Heart Healthy Cooking Tips
It's all in the Preparation
A heart-healthy lifestyle means more than choosing the right foods to eat.
It's also important to prepare foods in a healthy way. When it comes to cutting cholesterol, fat and calories, some ways of cooking are better than others. When cooking, consider steaming, broiling or baking as a healthier alternative to frying. Use non-stick cooking sprays instead of oils; skim milk instead of whole milk. Also, try using olive oil or canola oil in place of butter. Follow these tips when you eat out, too. Don't be afraid to ask for substitutions. It's your heart, you know.
Other Healthy Cooking Tips
- To make gravy without fat, blend a tablespoon of cornstarch with a cup of broth by shaking them together in a jar. Heat the rest of the broth and add the blended liquid, simmering until thick.
- Make scrambled eggs or omelets using only one egg yolk per portion, and add a few extra egg whites to the batch.

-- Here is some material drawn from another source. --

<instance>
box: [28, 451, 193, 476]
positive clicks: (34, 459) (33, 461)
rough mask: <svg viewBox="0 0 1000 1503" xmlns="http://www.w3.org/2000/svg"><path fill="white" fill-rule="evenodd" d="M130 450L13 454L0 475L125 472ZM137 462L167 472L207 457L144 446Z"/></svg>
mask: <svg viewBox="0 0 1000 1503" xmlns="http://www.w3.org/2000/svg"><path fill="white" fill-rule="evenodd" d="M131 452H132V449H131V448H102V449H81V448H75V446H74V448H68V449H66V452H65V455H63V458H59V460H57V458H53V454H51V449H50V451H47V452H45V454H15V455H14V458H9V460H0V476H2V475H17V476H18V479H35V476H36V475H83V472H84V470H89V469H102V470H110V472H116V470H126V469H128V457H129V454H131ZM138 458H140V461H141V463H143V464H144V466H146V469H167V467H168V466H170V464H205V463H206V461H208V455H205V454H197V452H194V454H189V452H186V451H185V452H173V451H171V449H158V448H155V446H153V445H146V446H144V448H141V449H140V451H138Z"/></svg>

- Remove oils by draining canned tuna, salmon, or sardines and rinsing them in water.
- Don't overcook vegetables. Steam or bake them instead of boiling so they keep more of their natural flavors.
- Mix creamy salad dressing with plain low-fat yogurt.
- Use finely chopped vegetables to stretch ground poultry or meat.
- For a low-sodium, low-fat way to add flavor to your food, use herbs and spices.
- Before you cook, cut all the fat you can see off of any meat and remove all the skin off chicken and turkey.
- Serve smaller portions of dishes that have some fat, and serve bigger portions of no-fat dishes like whole grain pasta, rice, beans and vegetables.